Fitness: Once again, not new, but the complexity and number of offerings was impressive. Among my favorites were two companies promoting cyclist sun glasses that have built in headphones for music/phone, as well as a Google-glass-style heads up display to feed you all manner of stats about your ride: calories expended, speed, etc. Too bad these glasses are only for folks with 20/20 vision. Likewise, I was taken by a cyclist’s jacket that has lots of built in flashing lights to enhance visibility. The arms automatically blink like automobile signals if you raise your arm in anticipation of making a turn and then turn off when you’ve lowered your arm. I took the card on that one and may place an order!
Apart from that, there was a bevy of trackers, trackers and more trackers: Things you can stick onto items to turn them from dumb to smart; shoes that will tell you when you’ve worn them out and prompt you to reorder from the manufacturer; and all of the usual myriad of activity monitors, heart rate monitors, baby monitors and smart scales.
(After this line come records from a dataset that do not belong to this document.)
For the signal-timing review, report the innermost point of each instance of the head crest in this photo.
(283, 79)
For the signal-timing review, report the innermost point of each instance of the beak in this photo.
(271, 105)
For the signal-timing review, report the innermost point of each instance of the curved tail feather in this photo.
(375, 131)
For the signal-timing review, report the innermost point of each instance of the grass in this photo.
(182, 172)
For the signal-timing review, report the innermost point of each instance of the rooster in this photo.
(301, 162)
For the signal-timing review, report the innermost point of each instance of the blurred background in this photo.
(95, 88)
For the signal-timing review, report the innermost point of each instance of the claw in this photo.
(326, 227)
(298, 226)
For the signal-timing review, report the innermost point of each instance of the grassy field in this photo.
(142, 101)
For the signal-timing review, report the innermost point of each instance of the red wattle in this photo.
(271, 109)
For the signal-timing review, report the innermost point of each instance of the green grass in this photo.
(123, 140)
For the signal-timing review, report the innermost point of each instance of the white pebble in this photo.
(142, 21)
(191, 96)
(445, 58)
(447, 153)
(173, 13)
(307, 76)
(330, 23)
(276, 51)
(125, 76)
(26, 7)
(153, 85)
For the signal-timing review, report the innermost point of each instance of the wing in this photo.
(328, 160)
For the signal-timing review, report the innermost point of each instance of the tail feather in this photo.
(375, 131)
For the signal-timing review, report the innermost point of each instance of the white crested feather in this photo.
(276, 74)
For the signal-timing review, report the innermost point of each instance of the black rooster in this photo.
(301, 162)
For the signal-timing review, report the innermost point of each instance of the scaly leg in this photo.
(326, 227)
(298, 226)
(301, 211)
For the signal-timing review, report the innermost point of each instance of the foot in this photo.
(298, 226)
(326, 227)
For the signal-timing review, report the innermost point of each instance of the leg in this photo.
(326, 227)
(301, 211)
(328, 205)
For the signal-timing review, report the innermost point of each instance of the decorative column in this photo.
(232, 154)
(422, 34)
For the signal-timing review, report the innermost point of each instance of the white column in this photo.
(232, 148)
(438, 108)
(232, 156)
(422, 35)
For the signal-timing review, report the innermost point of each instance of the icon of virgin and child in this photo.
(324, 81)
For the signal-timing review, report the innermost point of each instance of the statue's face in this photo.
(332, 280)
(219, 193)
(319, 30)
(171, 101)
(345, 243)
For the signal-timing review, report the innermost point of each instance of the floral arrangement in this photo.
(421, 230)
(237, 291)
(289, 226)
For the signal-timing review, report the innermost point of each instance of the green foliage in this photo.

The volume of offerings was breathtaking, but so was the lack of innovation. Wearable computing seems to have entered the ‘me too’ phase. With Fitbit now a public company and doing well, it seems everyone wants to reproduce their success without doing anything different than they’ve already done.
To quote a colleague, Rachel Kalmar, the data from all of these wearables is like flour coming from mills. The next phase has to be products that, by analogy, are the cakes, breads and cookies. I saw none of that at this year’s meeting.
To wit, for our 2016 Connected Health Symposium, we’ve chosen the theme, “Wearables and Digital Therapeutics: New Frontiers in Patient Engagement.” We plan to feature companies and innovations that are creating some of these proverbial cookies and cakes. The ones that easily come to mind (e.g., Spire, Muse, Empatica) were not at CES, or at least I did not find them. One honorable mention that had a presence at CES was Quell, a Boston-based firm with a wearable device for pain control. They fit the category of digital therapeutic perfectly.
This is not meant as a knock on CES or on any of the technology featured there. It is more of an observation on the state of the connected health ecosystem — and a call to action to companies, researchers, entrepreneurs and healthcare providers to continue to advance, inspire and implement truly innovative personal health technologies.
To reiterate, it is amazing how far connected health has come based on the sheer volume of activities, exhibits and interest at CES. I look forward to experiencing CES in years to come when companies are offering not just connected device data, but insight and inspiration!